Back to the drawing board. I had to design a replacement meter with the following features:

  1. 100% Solid State design with analog and numerical colored display
  2. 100% Signal & Externally powered using the same housings & wiring as obsolete meters
  3. Eliminate the “Stuck Needle” syndrome (Fail Safe)
  4. Only use “generic” components for 40+ years life of design (Mil-Std. requirement)
  5. One Size Fits All” design to eliminate/reduce spares in inventory, especially for Maritime applications where the ship cannot return to port for an extended period of time.
  6. 101 segment bar graph (for 1% accuracy & resolution) and 4-1/2 digit display for 0.01% accuracy & resolution for high HMI.

NECESSITY, THE MOTHER OF INVENTION

I knew I could help the Nuclear Power Industry overcome the obsolescence and CS problems. In my lab, I resuscitated an old all hardware 2004 project (Figure 1) which had been abandoned in favor of a microprocessor-based design (CS vulnerable) that was CS exempt by design and was powered by the popular 4-20mA current loop and/or AC/DCV, AC/DCA, AC/DCW & Hz. (like the obsolete analogs). But how could I replicate the Automatic Tricolor (RGB) Bar graph of the NTM without a processor to avoid NEI08-09? I used pure white LED bar and a customized multicolor scale plate per customer’s needs.

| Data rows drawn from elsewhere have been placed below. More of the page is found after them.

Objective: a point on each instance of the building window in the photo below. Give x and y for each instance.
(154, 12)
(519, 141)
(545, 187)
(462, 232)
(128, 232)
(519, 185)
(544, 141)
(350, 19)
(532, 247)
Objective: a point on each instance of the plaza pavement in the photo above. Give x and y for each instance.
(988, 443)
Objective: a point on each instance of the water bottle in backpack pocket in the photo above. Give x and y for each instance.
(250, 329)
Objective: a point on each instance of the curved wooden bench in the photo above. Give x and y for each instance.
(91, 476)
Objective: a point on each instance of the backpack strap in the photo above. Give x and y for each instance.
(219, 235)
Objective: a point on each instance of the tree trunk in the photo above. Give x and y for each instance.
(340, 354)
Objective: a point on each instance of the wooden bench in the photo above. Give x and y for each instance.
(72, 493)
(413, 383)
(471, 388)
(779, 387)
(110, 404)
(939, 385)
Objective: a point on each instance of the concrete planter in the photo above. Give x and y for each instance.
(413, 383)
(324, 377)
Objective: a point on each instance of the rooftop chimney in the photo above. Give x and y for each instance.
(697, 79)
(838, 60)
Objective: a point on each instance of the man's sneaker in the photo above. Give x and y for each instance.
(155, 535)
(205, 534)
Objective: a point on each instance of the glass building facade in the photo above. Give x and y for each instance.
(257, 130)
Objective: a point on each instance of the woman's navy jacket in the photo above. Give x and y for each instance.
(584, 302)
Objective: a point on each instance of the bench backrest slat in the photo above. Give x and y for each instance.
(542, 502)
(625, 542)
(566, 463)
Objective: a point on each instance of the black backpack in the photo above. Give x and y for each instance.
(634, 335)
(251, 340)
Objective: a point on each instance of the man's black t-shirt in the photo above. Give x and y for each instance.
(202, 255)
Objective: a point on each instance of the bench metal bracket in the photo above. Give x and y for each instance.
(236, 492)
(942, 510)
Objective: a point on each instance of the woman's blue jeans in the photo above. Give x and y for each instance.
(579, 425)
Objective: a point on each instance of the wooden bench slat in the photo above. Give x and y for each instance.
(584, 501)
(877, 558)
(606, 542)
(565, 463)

This served two purposes: mimic the Safe, Caution & Danger color zones on the SSAM using the “One Size Fits All” to eliminate unnecessary spares in inventory by only changing the “scale plate” on the SSAM. Secondly, the Fail-Safe problem was solved by our patents #1,022,405 and 9,054,725 that use the parasitic energy of the signal to store it and power the SSAM when the signal or power fails, notifying the user visually and via alarm outputs. All 100% signal powered. I call this the Pace Maker Solution.

TWO YEARS LATER:

The final result is a Nuclear Class1E or Mil-Spec 100% hardware only (Cyber Security Exempt) meter, that’s powered by the signal or any AC/DC signal capable of producing over 5mW of energy. This new meter also comes with built-in Adjustable Alarm Outputs (MOSFET, SSR, Reed Relays), 4-20 mA output (retransmission), and contains a USB serial output. The SSAM replaces obsolete analog or digital meters 100% Form, Fit & Function (Plug & Play) at a fraction of the cost of rebuilt instrumentation. 


THE “ONE SIZE FITS ALL” PLUG & PLAY APPROACH:

THE ECONOMIC FACTOR (Heart Transplant vs. Pace Maker?)

I love innovations. Automatic Process Control (APC/SCADA) and or Flat Screen (DAS) is ideal for I&C rooms across a host of industries as long as their plant age and market constraints are low. But for a plant with a limited operating life expectancy and under strict regulations that would require years and innumerable expenses to modernize, the APC, DAS, and Flat Screen options are akin to performing a Heart Transplant on an old man (like me). The SSAM is a Pacemaker.